For years, nationwide, the profitability of small local pharmacies like Crossroads has suffered at the hands of PBMs – also known as pharmacy benefit managers.

Kim Kaminski, owner of Tim’s Pharmacy in Cornelia, said she continues to feel the impact of PBMs on her business.

“That’s another local pharmacy gone,” she said. “I know that had to be a difficult decision for Curt and his wife to decide to go that route. The landscape of pharmacy has changed so much over the last few years. It’s just very difficult to be profitable in today’s times. It’s the American dream, and it’s just really sad to see that go.”

PBMs

PBMs act as middlemen between insurance companies and corporate pharmacy chains like CVS and Walgreens. Through negotiations with insurance providers, these third party management groups will deliberate much higher prescription reimbursements to large retail drugstore chains at a disproportionate rate than small, independent pharmacies receive.

PBMs also will design non-negotiable contracts that compromise profit margins of independent drugstores – while pharmacies like CVS see agreements with higher rates of reimbursement. 

In these non-negotiable contracts, PBMs use terms like “compliance, quality assurance/adherence” and other arbitrary metrics to determine reimbursement rates between independent and corporate pharmacies – which tend to favor the larger corporate chains.

CVS Health spokesperson Phil Blando, in defense of PBMs, has said the independent pharmacy industry’s own data shows that independent pharmacies have grown in Georgia, citing 18 new independent pharmacies opening since 2021.

According to nonprofit patient advocacy group Consumers for Quality Care, the number of independent pharmacies in rural America has fallen by 16% in the last 20 years, and 12% of local drugstores in Kansas closed from 2010-2019.

(Brian Wellmeier/Now Habersham)

Figures from the Georgia Pharmacy Association, quantified through a sample of pricing sources for Walgreens, Kroger and CVS in Jasper, GA, indicate average payments from insurance companies to three retail chains was 21.9% higher than local pharmacies for 26 “commonly prescribed” generics. 

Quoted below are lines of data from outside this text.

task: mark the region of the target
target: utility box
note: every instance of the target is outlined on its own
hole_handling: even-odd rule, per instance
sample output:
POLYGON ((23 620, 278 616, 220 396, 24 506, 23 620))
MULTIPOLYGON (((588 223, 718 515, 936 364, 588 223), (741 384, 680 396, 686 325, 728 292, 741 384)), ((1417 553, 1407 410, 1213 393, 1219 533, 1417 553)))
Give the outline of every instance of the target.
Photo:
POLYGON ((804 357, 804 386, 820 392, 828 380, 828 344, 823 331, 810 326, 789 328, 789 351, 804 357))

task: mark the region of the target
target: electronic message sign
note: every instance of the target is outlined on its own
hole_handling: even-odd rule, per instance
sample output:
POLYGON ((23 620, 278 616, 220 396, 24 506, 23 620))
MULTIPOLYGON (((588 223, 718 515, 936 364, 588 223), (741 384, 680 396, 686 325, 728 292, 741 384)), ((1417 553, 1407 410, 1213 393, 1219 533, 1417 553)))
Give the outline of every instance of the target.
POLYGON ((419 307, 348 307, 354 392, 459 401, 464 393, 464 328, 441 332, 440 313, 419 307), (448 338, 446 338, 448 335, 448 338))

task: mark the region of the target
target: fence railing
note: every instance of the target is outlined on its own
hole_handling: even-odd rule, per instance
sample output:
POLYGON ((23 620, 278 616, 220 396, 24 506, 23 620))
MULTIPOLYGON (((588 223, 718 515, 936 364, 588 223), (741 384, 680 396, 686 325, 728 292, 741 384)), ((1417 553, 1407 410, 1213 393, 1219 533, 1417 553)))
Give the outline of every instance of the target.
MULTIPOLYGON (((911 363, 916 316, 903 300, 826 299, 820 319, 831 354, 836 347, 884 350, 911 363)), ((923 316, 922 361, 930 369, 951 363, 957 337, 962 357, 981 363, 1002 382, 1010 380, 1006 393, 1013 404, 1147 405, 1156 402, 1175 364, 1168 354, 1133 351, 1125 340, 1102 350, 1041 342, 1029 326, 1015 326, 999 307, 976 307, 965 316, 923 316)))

And, according to GPA, reimbursement payments to the three companies was up to 2,367% higher for cholesterol-lowering drug Lipitor and 512% higher for Lexapro, prescribed to treat anxiety and depression.

Independent pharmacies left

In Habersham, with Crossroads gone, there are about four local pharmacies still in business: Tim’s Pharmacy, Baldwin Pharmacy, Habersham Drug and Express Med.

House Bill 916, which passed Georgia’s legislature and was signed by Gov. Brian Kemp earlier this year, was intended to bring relief to independent drug stores.

HB 916 “provides one-time funding for a $3.00 per prescription dispensing fee for independent pharmacists and provides funds to increase the dispensing fee to $11.50 for independent low-volume pharmacies filling Medicaid prescriptions.”

After the closure of Crossroads, Kaminski said she doesn’t believe the bill will go far enough.

“More needs to be done at the state and the national level,” Kaminski said. “We definitely have some issues that need to be addressed with insurance reimbursements. This has been a tough year for pharmacies…it’s astounding how many small pharmacies nationwide have closed. Now, we have another statistic here in Habersham, and that’s just really sad.”